Are you overconfident? Kiplinger offers a questionnaire to help you determine whether you are more sure of your thoughts than perhaps you should be. Take the quiz here. The questions are not all related to finances, but are designed to measure your level of confidence overall. If you’re like me, the ranges you selected for the answers you didn’t know where too shallow.
Once you’ve had a chance to evaluate your results, take this second quiz and see if you can change your score.
Although overconfidence helps you accomplish your goals in life, it can damage your finances by leading to believe you’re a savvier investor than you are. So here are four ways to settle down and accept reality.
1. Invest mostly in index funds. Professionals can’t beat the indexes consistently, so it’s unlikely you will be able to either. Investing in index funds does not guarantee “average” returns, it will result in your investments performing better than actively-managed funds.
2. Invest regularly in equal amounts. You can’t time the market. I tried this recently, buying shares in Toyota Motors after one announcement of additional recalls. My belief is that Toyota will eventually recover, so I’ll hold on to this for some time. But if my goal were to make money quickly, I would have failed. More bad news propelled the stock price lower.
Dollar-cost averaging into the stock market, purchasing the same amount of an index fund at regular intervals, takes the human tendency to fail at decision making out of the process.

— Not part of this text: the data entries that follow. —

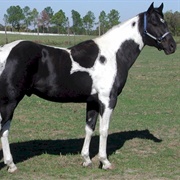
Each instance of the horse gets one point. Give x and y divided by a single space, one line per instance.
92 72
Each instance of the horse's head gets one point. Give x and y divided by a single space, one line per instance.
156 32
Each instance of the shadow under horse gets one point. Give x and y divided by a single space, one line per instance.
29 149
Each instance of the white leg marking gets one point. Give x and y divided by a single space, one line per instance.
0 121
6 149
103 129
85 149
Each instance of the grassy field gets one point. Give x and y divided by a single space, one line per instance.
46 138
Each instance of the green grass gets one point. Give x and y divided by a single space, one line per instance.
62 41
46 138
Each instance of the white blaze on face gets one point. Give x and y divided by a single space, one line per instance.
4 53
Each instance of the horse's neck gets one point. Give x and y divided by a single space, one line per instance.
115 37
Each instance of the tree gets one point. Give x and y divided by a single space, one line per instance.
59 19
88 21
103 23
44 20
15 16
113 18
173 21
34 15
77 22
50 13
27 16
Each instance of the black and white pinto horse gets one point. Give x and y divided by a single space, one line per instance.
94 72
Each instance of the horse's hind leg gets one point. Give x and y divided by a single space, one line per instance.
91 119
6 113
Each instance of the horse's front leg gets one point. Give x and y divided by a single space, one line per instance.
103 130
8 160
91 119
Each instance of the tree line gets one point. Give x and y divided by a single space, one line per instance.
25 19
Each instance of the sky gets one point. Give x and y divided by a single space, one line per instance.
126 8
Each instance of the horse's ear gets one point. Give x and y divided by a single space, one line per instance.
161 7
151 8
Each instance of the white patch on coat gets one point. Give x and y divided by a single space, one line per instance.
4 53
103 75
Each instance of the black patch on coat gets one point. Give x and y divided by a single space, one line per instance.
85 53
102 59
133 24
125 58
54 82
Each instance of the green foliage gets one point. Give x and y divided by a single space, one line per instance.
173 21
59 19
88 21
113 18
103 20
46 138
77 22
15 16
27 16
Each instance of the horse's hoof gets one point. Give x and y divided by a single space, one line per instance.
87 164
12 169
108 167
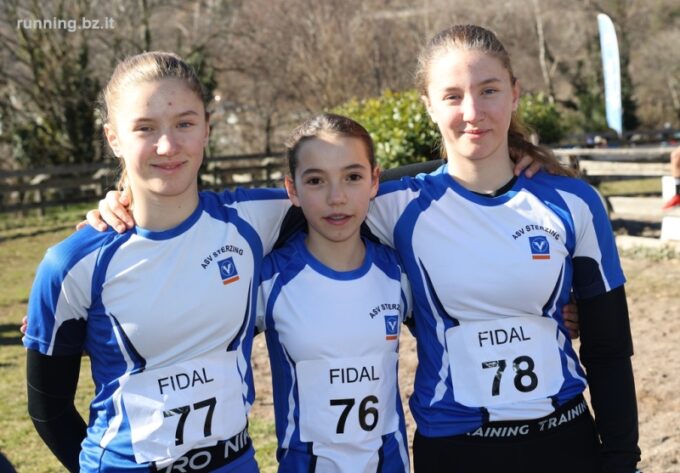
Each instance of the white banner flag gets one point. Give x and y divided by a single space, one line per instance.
611 72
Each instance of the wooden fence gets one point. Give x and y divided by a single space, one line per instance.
55 186
23 190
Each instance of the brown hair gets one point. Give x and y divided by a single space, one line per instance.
472 37
146 67
331 124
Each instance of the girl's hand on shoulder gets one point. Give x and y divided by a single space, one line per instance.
113 210
529 165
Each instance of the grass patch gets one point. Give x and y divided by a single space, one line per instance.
22 246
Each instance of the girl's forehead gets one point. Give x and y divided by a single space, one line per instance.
460 65
159 97
328 148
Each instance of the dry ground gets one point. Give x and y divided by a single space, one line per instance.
654 301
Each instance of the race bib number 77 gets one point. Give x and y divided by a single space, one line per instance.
178 408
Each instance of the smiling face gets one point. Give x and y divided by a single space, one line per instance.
159 129
333 185
470 96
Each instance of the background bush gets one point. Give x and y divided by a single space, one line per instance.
403 132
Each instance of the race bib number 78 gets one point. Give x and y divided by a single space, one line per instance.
504 360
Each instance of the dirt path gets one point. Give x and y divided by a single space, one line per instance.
654 301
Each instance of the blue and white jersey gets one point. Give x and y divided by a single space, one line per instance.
167 319
489 278
333 340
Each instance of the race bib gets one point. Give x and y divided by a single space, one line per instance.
348 399
178 408
505 360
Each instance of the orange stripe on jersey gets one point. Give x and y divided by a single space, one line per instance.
230 280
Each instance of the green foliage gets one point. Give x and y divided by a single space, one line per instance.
403 132
399 125
542 116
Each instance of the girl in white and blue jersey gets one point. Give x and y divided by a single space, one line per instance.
165 311
492 260
331 305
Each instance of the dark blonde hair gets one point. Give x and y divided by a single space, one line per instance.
472 37
146 67
326 123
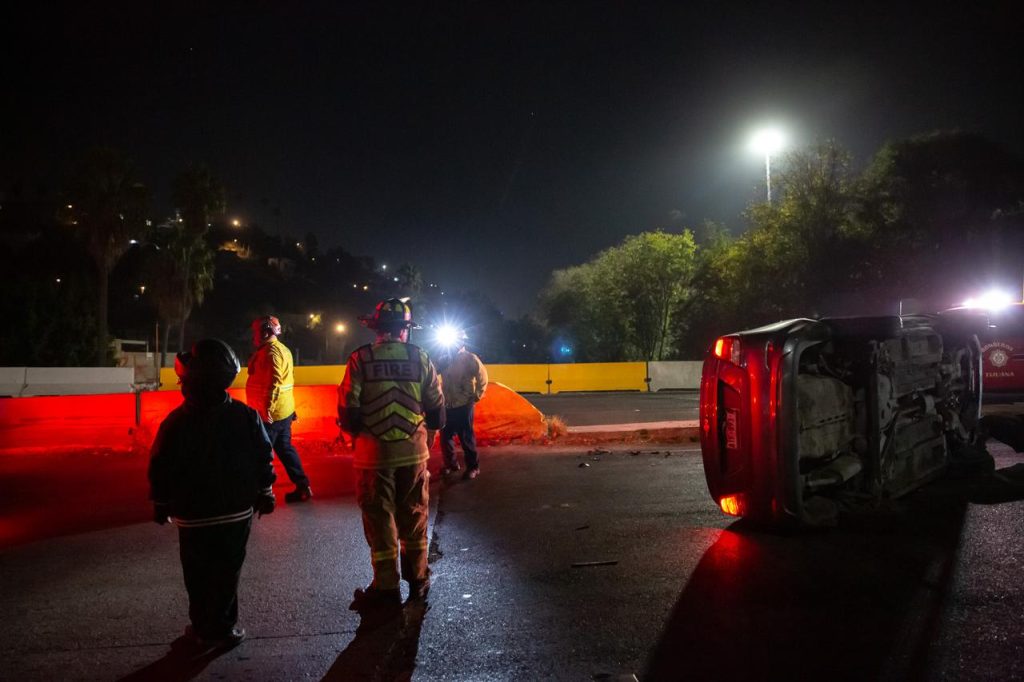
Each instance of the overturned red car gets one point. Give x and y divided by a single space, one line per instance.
804 418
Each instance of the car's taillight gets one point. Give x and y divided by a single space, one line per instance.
727 348
733 505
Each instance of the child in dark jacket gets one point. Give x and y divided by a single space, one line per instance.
210 466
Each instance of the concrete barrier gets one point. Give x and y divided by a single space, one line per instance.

3. Don’t invest in the company you work for. It’s hard to have an objective opinion about your employer. Your too close to the situation. Also, executives will often say what is necessary to boost the confidence of their employees while not addressing potential problems. You are already invested in your company due to the salary and benefits you receive.
You may be required to invest in your company’s stock through a retirement plan, but you should sell these investments and buy index funds as soon as possible. My actions should serve as an example of what not to do. I invest 10% of my salary in company stock at a 15% discount through my company’s stock purchase plan, but I’ve been reluctant to sell while the stock has declined.
4. Eliminate or reduce emotions when making financial decisions. Emotions can’t simply be turned off. They’re essential for our brains to function. Nevertheless, separating emotions from money as much as possible will offer better financial results than reacting to your emotions.
A study in 1986 (McCormick, Walkey and Green) revealed that 80% of the survey respondents consider themselves better drivers than average, so it is not surprising we overestimate our financial abilities as well. No one wants to hear they’re not better than average, however. This overconfidence allows us to break out of our comfort zone but can be damaging to finance if allowed to rule decisions with money.